Like Son, Like Father

(Our 3,000th post!)

Story Sent in by Laura:

A little less than halfway through my date with Aidan (we had lunch at an outdoor cafe at a nearby zoo), he excused himself. When he came back he said, "I don't think we're a good match. But I know someone you'd be perfect for, so he's on his way."

It was unexpected, as everything had seemed to be fine. I didn't know a thing about this friend, so I said, "I'm sorry to hear that. Maybe we should cut our losses and part ways."

"No. You don't get how perfect for this guy you are. Trust me."

I figured why not.
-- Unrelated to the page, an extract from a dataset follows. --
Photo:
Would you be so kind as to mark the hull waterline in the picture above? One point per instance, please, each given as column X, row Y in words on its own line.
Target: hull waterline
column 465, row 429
Aidan's phone rang, he answered it, and when he was off the call, he told me, "Change of plans. We're going to meet him at a bar. Come on."

We left the zoo in our separate cars and went to a nearby sports bar. When we arrived, Aidan introduced me to a well-dressed guy who looked to be about 50 or so. I was 25.

Aidan said, "Laura, this is Ken. My father."

Ken kissed my hand. I was polite, but I asked Aidan where the guy was, who he had wanted me to meet.

Aidan said, "This is he. My dad. I think you guys will hit it off."

"I hope so!" Ken said, then slapped Aidan on the back and the two of them laughed.

I backed toward the door and said, "I don't think so. See you."

Aidan took a few steps toward me and said, "I don't think you'll be leaving. Wait 'til you see what our boys did to your car."

I left that moment to return to my car, turned it on, and drove away. Nothing at all seemed to be wrong with it, and I have no idea what Aidan was talking about. Since then, even though this happened a while ago, I avoid driving by that bar.


  1. Congratulations on 3,000 posts!

    As for the OP-I'm sorry you had to put up with that nonsense. It sounds to me like the father had his son put up a dating profile to meet women for himself. Or they were playing some freaky share women game-either way, I'm glad you cut your losses and moved on. You deserve much better!

  2. Smooth move - get your son to bird-dog chicks for you!

  3. Congrats on 3,000 posts! Woo-hoo! And weird weird weird!

  4. Wingman of the Year award goes to the kid.

  5. His last seven stepmothers were really impressed that their cars had been messed with and decided to give Ken a chance.

    Poor, poor Aiden. Always a groomsman, never a strangler.